Возможно, что уничтожение хранившей несметные тайны Александрийской библиотеки нельзя объяснить только безумством какого-нибудь военачальника: тот военачальник оказался орудием оккультных сил, жаждавших остановить накопление знаний и вернуть человечество на исходную клеточку игрового поля.
Не проходит и дня, чтобы я лишний раз не убедился в том, что наши встречи порождают монстров. Наша собственная легенда должна была бы просветить нас относительно неточности, правящей миром, и опасностей, которые эта неточность порождает в отношениях между странами — если бы только их взаимное непонимание не было следствием беспорядка, заведенного самой природой, которая множит падаль, потому что ею питается.
Вот почему, сколько бы мы ни пытались сопротивляться легендам, они все равно нас обольщают. Они держат нас властной рукой. Приходится признать в этом отголосок вселенского ритма. Если бы в отношениях парила четкость и ясность, они были бы банальны — а это противно природе.
Когда какой-нибудь министр решает изменить порядок, то банки, не поверившие этому министру и сделавшие ставку на провал его программы, винят его в своем банкротстве, видят в нем врага, добиваются его смешения и способствуют нарушению равновесия, которое едва только наметилось. Обломки финансовых инициатив мгновенно обрастают небылицами. Золото поднимается в цене. Так что наши биржевые басни — не последние в числе прочих. На несуществующих шахтах, сахарном тростнике, нефтяных скважинах вырастают и рушатся целые состояния.
Радио позволяет нам проследить, как действует механизм рождения легенды. Голос, наделенный скоростью света, издалека быстрее долетает до нас, чем до слушателей вблизи, для которых он распространяется посредством звуковых волн.
В тот вечер, когда зазвонили колокола, возвещая освобождение Парижа, я был в Пале-Руаяле в гостях у четы Клод-Андре Пюже{251}. Мы слушали Жака Маритена, который рассказывал нам из Нью-Йорка, какой момент мы переживаем. Его картина не походила на нашу. Он идеализировал события и заставлял нас ему верить. Он был прав. Нью-Йорк без промедления заменял нашу правду исторической. То же произошло со взятием Бастилии: это событие значило меньше, чем принято считать (меньше, чем захват дворца Тюильри), так что ни о чем не подозревавший Людовик XVI охотился в это время на зайца там, где теперь находится улица Мешен, недалеко от бульвара Араго — бульвара, на котором воздвигли гильотину. А мы-то празднуем день взятия Бастилии.
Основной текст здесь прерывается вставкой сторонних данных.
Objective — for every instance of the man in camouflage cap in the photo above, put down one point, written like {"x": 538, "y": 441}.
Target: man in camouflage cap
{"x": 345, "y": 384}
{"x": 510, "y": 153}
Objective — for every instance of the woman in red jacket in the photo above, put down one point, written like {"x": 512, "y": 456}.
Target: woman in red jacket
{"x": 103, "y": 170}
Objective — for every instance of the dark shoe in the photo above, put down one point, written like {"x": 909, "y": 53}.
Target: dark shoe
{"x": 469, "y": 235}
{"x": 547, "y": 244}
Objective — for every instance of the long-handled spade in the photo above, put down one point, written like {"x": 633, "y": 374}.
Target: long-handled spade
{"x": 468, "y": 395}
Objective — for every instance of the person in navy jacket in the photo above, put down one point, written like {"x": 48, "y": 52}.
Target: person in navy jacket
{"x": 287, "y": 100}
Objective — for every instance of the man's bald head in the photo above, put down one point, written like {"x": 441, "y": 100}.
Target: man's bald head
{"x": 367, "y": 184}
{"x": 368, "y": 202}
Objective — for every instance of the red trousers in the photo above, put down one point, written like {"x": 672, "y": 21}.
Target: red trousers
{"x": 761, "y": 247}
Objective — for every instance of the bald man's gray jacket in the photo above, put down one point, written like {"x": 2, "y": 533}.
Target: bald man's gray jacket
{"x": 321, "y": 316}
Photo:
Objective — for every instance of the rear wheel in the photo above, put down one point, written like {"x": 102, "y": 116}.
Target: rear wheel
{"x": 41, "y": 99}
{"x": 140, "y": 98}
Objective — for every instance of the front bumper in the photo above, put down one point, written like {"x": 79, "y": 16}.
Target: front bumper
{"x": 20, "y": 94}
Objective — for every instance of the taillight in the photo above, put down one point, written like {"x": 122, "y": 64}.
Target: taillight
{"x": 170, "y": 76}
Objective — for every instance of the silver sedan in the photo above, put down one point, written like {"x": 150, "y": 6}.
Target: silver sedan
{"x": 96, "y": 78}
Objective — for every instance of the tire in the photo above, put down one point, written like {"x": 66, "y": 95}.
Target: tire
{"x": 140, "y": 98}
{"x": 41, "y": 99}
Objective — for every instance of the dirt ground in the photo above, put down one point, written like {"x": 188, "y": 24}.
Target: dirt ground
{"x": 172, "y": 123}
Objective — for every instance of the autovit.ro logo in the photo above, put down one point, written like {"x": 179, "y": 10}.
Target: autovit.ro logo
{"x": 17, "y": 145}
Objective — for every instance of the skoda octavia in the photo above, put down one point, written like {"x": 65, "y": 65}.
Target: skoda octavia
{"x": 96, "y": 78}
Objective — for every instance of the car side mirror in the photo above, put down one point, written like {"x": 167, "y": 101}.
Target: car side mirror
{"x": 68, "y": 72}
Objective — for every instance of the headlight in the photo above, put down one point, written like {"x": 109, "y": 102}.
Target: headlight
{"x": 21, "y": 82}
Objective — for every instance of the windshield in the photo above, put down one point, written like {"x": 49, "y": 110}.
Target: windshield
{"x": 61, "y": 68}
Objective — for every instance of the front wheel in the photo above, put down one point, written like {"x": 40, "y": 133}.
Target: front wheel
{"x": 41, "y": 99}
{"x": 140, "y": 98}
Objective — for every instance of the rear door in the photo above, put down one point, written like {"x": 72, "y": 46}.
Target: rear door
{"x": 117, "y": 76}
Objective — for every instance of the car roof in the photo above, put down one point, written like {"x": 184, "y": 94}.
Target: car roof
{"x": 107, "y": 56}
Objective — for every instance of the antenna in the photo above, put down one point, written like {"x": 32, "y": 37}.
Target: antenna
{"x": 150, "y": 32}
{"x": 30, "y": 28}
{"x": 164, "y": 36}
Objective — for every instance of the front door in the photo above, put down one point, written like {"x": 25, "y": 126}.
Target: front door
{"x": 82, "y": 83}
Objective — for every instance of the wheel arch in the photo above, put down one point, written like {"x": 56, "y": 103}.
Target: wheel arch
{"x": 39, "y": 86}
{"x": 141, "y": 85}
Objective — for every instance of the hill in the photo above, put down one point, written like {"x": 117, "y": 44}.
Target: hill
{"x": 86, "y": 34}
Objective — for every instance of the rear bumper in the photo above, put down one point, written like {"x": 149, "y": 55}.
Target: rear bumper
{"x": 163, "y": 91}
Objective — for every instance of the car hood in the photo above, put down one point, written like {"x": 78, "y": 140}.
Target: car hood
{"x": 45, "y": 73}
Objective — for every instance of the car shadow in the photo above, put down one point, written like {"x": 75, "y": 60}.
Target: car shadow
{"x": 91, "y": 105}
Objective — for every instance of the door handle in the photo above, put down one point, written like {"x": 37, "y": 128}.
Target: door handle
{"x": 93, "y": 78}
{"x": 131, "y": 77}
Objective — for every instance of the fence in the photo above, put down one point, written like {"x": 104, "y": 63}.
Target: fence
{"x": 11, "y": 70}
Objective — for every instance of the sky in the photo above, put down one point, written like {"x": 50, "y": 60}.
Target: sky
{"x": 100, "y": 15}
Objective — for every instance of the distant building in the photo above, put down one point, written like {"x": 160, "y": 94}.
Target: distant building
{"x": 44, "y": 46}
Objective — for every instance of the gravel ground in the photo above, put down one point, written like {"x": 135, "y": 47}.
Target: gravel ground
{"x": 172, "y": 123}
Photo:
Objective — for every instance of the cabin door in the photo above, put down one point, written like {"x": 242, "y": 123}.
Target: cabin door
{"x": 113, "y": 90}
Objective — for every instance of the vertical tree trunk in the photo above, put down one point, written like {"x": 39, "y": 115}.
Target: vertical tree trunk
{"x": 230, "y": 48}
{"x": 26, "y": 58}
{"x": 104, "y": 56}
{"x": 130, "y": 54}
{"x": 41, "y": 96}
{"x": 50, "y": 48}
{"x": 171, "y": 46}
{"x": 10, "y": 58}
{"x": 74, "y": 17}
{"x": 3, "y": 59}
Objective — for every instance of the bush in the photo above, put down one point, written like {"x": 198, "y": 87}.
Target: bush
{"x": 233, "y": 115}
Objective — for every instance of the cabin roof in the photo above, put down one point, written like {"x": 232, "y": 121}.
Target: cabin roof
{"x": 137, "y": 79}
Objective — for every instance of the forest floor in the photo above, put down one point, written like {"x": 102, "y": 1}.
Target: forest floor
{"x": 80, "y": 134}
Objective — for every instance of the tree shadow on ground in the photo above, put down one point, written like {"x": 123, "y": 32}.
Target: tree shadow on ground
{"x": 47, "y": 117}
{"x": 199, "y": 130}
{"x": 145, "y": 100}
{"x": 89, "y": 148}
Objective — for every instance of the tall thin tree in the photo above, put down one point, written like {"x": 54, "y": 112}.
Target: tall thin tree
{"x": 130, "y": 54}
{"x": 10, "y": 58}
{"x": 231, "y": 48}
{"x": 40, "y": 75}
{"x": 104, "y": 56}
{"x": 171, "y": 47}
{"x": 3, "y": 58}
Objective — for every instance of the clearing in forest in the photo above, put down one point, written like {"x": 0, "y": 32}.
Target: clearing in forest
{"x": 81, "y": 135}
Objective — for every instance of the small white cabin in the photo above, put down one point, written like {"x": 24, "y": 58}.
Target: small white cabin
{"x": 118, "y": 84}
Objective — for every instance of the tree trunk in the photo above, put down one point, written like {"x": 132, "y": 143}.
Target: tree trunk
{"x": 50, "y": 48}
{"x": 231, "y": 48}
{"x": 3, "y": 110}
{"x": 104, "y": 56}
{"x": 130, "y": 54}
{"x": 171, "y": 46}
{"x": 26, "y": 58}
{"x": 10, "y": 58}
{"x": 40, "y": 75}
К несчастью, если историческая деформация имеет тенденцию возвеличивать, то деформация, касающаяся нас, скорее склонна обесценивать и принижать. Правда, мне кажется, что с течением времени это нагромождение уничижающих неточностей сделает выше наш пьедестал. Наружу выступит особая правда. Кроме того, найдутся любознательные умы, которые займутся поиском уточняющих подробностей. Они породят новые легенды, которые наложатся на старые и разрисуют наш бюст всеми цветами радуги.
* * *Если бы вдруг материализовалось представление каждого из наших сотрапезников о том, что мы собой представляем внутри себя, нам пришлось бы спасаться бегством. Спасает нас только неведенье. Откройся это общее для всех недоразумение — и мы лишимся почвы под ногами. Где нам тогда искать пристанище? Нам останется только распластаться ниц и лежать так до самой смерти.
И напротив, милая сердцу компания многое может исправить. Вчера мы втроем — два моих старинных друга и я — встретились после долгой разлуки. Наш образ жизни и наши творения не имеют ничего общего. И все же мы купались в атмосфере дружеского тепла, более проникновенной, более целительной, чем единство, основанное на общности привычек и схожем складе ума. Жена одного из моих друзей заметила, что согласие наше происходит от утроенного равнодушия к пересудам, от радости за успехи другого, от неспособности завидовать и от умения слушать — не меньшего, чем умение говорить.